JAKARTA - Menteri Keuangan Purbaya Yudhi Sadewa memaparkan perbedaan harga barang-barang subsidi yang selama ini ditanggung oleh pemerintah melalui Anggaran Pendapatan dan Belanja Negara (APBN).
Subsidi ini mencakup berbagai kebutuhan vital masyarakat mulai dari bahan bakar minyak (BBM), LPG, listrik, hingga pupuk.
Dalam rapat bersama Komisi XI DPR RI, Selasa (30/9/2025), Purbaya menegaskan bahwa pemberian subsidi merupakan bentuk keberpihakan fiskal pemerintah agar masyarakat tetap bisa menikmati harga energi dan kebutuhan pokok dengan harga terjangkau. Pertalite
Harga keekonomian Pertalite seharusnya Rp 11.700 per liter. Namun masyarakat hanya membayar Rp 10.000 per liter. Selisih Rp 1.700 atau 15 persen ditanggung APBN melalui kompensasi. "Realisasi subsidi Pertalite pada 2024 tercatat Rp 56,1 triliun dengan penerima manfaat lebih dari 157,4 juta kendaraan," jelas Purbaya.

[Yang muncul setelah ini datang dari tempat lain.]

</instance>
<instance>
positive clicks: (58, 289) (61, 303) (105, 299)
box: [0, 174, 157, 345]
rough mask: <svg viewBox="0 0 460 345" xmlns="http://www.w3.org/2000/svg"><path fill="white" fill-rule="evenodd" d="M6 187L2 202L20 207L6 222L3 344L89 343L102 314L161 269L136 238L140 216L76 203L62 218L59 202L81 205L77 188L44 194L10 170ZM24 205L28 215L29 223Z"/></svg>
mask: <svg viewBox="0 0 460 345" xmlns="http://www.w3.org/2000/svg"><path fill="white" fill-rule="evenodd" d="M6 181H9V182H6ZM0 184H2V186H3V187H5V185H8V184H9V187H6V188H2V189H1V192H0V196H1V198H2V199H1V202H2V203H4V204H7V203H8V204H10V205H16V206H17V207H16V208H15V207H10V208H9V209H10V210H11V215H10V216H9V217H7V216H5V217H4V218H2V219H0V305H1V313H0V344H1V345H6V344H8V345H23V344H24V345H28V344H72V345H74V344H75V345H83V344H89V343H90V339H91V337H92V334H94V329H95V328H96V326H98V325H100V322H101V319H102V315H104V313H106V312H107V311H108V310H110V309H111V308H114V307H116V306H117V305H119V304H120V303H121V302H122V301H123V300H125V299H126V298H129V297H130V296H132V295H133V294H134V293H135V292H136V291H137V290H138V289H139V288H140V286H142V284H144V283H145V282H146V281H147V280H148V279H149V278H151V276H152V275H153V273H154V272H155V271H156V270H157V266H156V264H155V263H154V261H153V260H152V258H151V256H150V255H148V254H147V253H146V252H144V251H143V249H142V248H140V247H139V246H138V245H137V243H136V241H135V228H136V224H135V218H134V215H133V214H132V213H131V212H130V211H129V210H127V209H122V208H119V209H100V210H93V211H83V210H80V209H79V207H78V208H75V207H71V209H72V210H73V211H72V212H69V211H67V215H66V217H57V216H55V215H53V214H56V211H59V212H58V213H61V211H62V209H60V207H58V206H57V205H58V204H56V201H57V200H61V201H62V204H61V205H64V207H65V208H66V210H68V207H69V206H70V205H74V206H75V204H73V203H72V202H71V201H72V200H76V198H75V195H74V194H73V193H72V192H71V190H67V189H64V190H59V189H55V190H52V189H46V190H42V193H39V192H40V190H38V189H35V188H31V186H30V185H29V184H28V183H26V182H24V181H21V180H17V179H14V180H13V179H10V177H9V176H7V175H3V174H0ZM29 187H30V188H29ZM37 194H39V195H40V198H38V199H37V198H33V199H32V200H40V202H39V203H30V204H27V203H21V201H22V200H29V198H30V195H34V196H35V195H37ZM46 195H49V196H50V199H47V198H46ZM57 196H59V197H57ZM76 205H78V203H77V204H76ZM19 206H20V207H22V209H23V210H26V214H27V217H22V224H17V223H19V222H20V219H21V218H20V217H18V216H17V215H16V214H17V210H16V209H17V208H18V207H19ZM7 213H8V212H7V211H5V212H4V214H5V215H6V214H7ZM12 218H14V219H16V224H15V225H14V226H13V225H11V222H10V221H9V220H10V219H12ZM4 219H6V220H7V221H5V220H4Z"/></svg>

Selisih harga paling besar terjadi pada Solar. Harga keekonomian Rp 11.950 per liter, namun masyarakat hanya membayar Rp 6.800 per liter. Artinya, Rp 5.150 atau 43 persen ditanggung APBN. Realisasi subsidi Solar sepanjang 2024 mencapai Rp 89,7 triliun dengan penerima manfaat lebih dari 4 juta kendaraan. Minyak Tanah
Harga keekonomian minyak tanah mencapai Rp 11.150 per liter, sedangkan masyarakat cukup membayar Rp 2.500 per liter. Selisih Rp 8.650 atau 78 persen ditanggung APBN. Realisasi subsidi minyak tanah tahun 2024 mencapai Rp 4,5 triliun dengan penerima manfaat 1,8 juta rumah tangga.
Purbaya menyebut LPG 3 kilogram menjadi salah satu komoditas dengan subsidi terbesar. Harga keekonomian mencapai Rp 42.750 per tabung, tetapi masyarakat hanya membayar Rp 12.750. Dengan demikian, APBN menanggung Rp 30.000 per tabung atau sekitar 70 persen. "Realisasi subsidi LPG 3 kg pada 2024 mencapai Rp 80,2 triliun dengan 41,5 juta pelanggan penerima manfaat," ungkapnya.
Listrik
Sektor kelistrikan juga mendapatkan subsidi besar. Untuk rumah tangga 900 VA bersubsidi, harga keekonomian Rp 1.800/kWh, tetapi masyarakat hanya membayar Rp 600/kWh. Selisih Rp 1.200 atau 67 persen ditanggung APBN, dengan realisasi Rp 156,4 triliun pada 2024 dan penerima manfaat 40,3 juta pelanggan. Sedangkan untuk pelanggan 900 VA non-subsidi, masyarakat membayar Rp 1.400/kWh dari harga keekonomian Rp 1.800/kWh. Selisih Rp 400 atau 22 persen ditanggung pemerintah dengan realisasi Rp 47,4 triliun untuk 50,6 juta pelanggan.